I'm working on an app that requires clients to subscribe to some rows of a "Data" DynamoDB table. Clients should receive an initial snapshot, and streaming updates through a WebSocket connection.
What is the most efficient way to do so? Or, more precisely...
My current plan is to
- Listen to the "Data" table's change stream with some lambda
- Have this lambda forward the event to a SNS FIFO queue. Another lambda processes this queue by...
- Querying interested WebSocket subscribers from some DynamoDb "Subscribers" table (similar to this example)
- Push the update out to those WebSocket connections
When a subscriber comes in, I plan to
- Add their WebSocket connection ID to the "Subscribers" table (so they should receive delta updates from that point on), and then afterwards
- Query a current snapshot of the data, and push that out to the subscriber
Now of course a client might thereby receive a delta update before it receives the snapshot, but that's not an issue in my case (data is versioned and those conflicts can be managed by the client).

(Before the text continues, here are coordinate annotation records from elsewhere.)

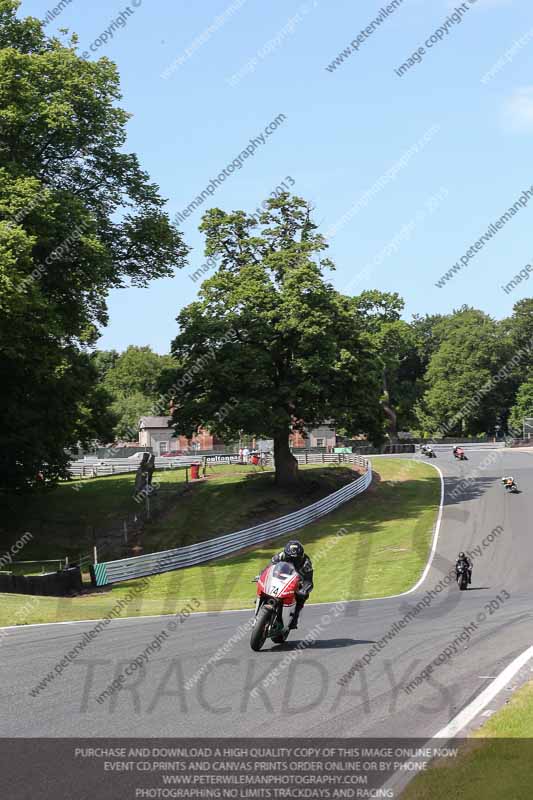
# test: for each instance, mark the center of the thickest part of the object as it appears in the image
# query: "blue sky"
(344, 130)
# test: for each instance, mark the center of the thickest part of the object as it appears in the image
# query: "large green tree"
(401, 365)
(270, 345)
(78, 217)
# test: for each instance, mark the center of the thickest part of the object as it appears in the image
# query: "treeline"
(460, 374)
(268, 345)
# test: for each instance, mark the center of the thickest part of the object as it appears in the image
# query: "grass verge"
(375, 545)
(497, 762)
(70, 519)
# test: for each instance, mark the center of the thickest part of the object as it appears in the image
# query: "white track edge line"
(478, 704)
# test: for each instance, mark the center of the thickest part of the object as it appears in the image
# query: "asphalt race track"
(305, 698)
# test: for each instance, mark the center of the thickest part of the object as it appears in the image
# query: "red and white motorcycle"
(276, 587)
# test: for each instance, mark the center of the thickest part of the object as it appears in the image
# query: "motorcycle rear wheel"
(260, 629)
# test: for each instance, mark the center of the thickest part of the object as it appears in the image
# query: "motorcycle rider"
(294, 554)
(462, 558)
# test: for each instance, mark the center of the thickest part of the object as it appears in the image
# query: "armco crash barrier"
(55, 584)
(155, 563)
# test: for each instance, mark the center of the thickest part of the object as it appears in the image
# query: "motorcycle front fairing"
(277, 585)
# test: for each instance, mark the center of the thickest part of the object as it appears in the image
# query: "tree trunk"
(285, 463)
(389, 411)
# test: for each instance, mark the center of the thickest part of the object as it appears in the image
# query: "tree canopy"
(78, 217)
(272, 335)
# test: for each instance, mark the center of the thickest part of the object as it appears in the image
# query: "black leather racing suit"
(466, 561)
(304, 568)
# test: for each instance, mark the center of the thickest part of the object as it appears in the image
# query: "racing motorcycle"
(276, 587)
(462, 576)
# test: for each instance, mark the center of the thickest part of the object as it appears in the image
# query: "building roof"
(154, 422)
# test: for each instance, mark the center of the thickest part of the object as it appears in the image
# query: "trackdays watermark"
(118, 22)
(309, 639)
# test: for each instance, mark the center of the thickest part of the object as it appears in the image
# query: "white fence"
(117, 466)
(155, 563)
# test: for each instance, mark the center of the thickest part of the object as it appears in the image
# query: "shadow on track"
(457, 490)
(320, 644)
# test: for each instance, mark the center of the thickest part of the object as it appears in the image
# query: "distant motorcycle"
(462, 576)
(276, 587)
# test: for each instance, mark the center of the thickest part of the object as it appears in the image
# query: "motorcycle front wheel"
(260, 629)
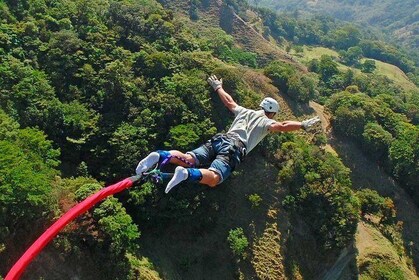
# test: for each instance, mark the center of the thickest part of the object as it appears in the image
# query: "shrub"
(238, 242)
(255, 200)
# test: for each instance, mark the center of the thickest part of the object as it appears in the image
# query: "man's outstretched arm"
(226, 98)
(292, 125)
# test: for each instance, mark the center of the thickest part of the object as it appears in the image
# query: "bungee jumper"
(210, 164)
(213, 162)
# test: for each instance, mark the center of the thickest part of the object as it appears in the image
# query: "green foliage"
(255, 200)
(352, 56)
(301, 87)
(368, 66)
(384, 134)
(319, 193)
(26, 175)
(374, 204)
(238, 242)
(381, 269)
(376, 140)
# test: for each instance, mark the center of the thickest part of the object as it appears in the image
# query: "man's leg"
(158, 156)
(203, 176)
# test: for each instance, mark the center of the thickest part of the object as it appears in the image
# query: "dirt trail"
(366, 173)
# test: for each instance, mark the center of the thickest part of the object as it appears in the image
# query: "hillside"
(399, 19)
(89, 87)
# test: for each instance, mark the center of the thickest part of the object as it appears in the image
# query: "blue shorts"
(221, 154)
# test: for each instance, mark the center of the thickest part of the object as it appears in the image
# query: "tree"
(368, 66)
(238, 242)
(351, 56)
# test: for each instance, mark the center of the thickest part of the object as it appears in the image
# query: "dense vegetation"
(87, 88)
(396, 20)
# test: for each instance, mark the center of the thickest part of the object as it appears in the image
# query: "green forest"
(90, 87)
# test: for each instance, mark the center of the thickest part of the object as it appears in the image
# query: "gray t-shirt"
(251, 126)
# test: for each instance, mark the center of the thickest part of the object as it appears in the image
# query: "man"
(224, 151)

My concern is that by default, step 3 - querying current subscribers - would need to be a strongly consistent database read, otherwise a subscriber might miss out on an update (eg: We send out an initial snapshot. An update comes in, but due to eventual consistency, step 3 doesn't see the new subscriber yet - so they miss out!)
That kind of sucks, because we likely need to query subscribers quite often (every time an update occurs), and having to do consistent reads will slow things down - and make them more expensive from a billing perspective!
Are there any options to improve this?
Ideally, I'd like to insert a step after step 5 (and before step 6) that is "wait until the data has been pushed out to all replicas, so all weak reads after this will pick up the new subscriber". But I don't think that is possible - please do correct me if wrong.
Otherwise, I'm considering adding a timestamp to the Subscribers table. Step 3 could then lodge two separate queries - a weakly consistent read for Subscribers where Timestamp <= now - 10 minutes, and a strongly consistent read for Subscribers where Timestamp > now - 10 minutes. That kind of implies it'd be safe to assume a subscriber that came in longer than 10 minutes ago should now have propagated to all nodes, and every weakly consistent read "should" know about them by now. I don't need to say: This feels VERY dodgy!
I'd be keen to hear better ideas, or thoguhts on how bad my dodgy idea really is.